The need to mow is directly related
to the health of your soil. No surprises there! Add moisture to good soil and, while the temperatures reach 25°C and over, you can pretty much
sit and watch the grass grow.
You can slow it down by causing it to be unhealthy. Not advised. Reasons your grass will do poorly include loss of moisture (dry weather and sprinkler avoidance). You might also be mowing
Set your mowing height too low and you will scalp the lawn. To be blunt, you will cut into the plant too severely and damage it by reducing its ability to absorb goodness. In this condition, your grass can burn under the sun and its chance of recovery will be slim. Keep this up and the root structure of your lawn will also suffer.
The solution is to cut higher and more often. Depending on the type of
grass in your lawn, the cutting height of your mower should typically be somewhere between 30 and 50 mm. Some species will handle mowing to 15mm but most would need 30mm minimum.

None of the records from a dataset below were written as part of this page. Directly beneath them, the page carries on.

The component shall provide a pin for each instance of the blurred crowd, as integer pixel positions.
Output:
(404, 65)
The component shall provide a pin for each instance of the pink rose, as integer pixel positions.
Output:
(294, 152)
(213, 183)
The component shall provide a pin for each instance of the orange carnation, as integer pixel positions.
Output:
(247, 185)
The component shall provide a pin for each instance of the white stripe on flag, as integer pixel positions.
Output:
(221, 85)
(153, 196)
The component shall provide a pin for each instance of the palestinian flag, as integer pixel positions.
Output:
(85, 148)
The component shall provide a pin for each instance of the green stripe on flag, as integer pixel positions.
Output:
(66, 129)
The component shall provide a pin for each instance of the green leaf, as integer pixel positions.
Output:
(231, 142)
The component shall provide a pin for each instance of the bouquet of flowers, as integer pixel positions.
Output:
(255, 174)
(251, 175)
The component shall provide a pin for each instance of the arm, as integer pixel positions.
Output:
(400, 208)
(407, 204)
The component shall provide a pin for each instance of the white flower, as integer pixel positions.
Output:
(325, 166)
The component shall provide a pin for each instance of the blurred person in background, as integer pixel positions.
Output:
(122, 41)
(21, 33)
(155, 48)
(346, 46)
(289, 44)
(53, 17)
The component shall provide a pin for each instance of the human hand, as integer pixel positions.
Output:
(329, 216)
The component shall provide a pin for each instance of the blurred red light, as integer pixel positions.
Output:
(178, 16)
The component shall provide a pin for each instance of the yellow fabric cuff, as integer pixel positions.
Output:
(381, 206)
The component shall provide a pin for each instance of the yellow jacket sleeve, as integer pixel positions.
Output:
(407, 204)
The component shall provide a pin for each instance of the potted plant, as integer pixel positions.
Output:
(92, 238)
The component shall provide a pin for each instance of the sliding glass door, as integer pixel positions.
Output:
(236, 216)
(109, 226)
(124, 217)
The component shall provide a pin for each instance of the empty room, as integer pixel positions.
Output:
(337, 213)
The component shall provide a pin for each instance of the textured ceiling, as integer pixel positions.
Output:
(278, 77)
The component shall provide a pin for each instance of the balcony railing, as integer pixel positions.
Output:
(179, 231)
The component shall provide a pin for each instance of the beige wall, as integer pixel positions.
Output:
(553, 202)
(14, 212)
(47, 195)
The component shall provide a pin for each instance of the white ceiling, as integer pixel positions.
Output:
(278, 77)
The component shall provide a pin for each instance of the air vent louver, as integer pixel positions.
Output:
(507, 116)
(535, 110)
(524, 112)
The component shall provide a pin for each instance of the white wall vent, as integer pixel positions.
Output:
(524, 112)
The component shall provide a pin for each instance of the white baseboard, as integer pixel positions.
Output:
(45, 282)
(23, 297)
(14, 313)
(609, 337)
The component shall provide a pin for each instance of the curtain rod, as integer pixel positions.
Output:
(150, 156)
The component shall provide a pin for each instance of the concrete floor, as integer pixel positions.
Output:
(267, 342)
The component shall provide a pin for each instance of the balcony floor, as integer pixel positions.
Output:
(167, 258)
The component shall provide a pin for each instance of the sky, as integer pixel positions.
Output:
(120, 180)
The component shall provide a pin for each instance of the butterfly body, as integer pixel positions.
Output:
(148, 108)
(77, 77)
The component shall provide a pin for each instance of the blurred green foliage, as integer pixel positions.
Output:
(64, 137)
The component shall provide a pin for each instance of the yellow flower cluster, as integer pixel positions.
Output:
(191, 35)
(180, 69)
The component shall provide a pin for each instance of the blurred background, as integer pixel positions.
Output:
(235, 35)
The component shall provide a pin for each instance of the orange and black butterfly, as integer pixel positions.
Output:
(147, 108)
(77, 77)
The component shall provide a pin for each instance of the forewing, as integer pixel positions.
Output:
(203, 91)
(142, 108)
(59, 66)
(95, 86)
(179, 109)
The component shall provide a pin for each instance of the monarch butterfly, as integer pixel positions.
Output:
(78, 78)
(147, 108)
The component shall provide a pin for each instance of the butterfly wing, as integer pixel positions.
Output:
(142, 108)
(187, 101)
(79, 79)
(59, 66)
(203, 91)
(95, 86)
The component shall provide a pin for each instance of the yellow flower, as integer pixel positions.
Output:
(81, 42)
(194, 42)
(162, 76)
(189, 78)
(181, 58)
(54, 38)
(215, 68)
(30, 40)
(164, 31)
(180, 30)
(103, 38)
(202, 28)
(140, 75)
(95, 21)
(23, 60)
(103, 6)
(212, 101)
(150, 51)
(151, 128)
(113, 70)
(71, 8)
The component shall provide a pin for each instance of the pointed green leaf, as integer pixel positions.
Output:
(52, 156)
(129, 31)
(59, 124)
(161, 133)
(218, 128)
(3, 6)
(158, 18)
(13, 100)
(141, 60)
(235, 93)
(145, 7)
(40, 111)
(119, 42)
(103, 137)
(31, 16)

Your mower always needs sharp blades. Sharp blades cut. Dull blades cause ‘feathering’—ragged, damaged leaf edges. Instead of cutting, a dull blade will tear the leaf. Torn leaf edges lose moisture and promote disease. While we’re on the subject of
better mowing and sharper blades, make sure you get rid of the sticks and stones and other debris that might cause damage to mower blades, not to mention windows and passing cars and creatures.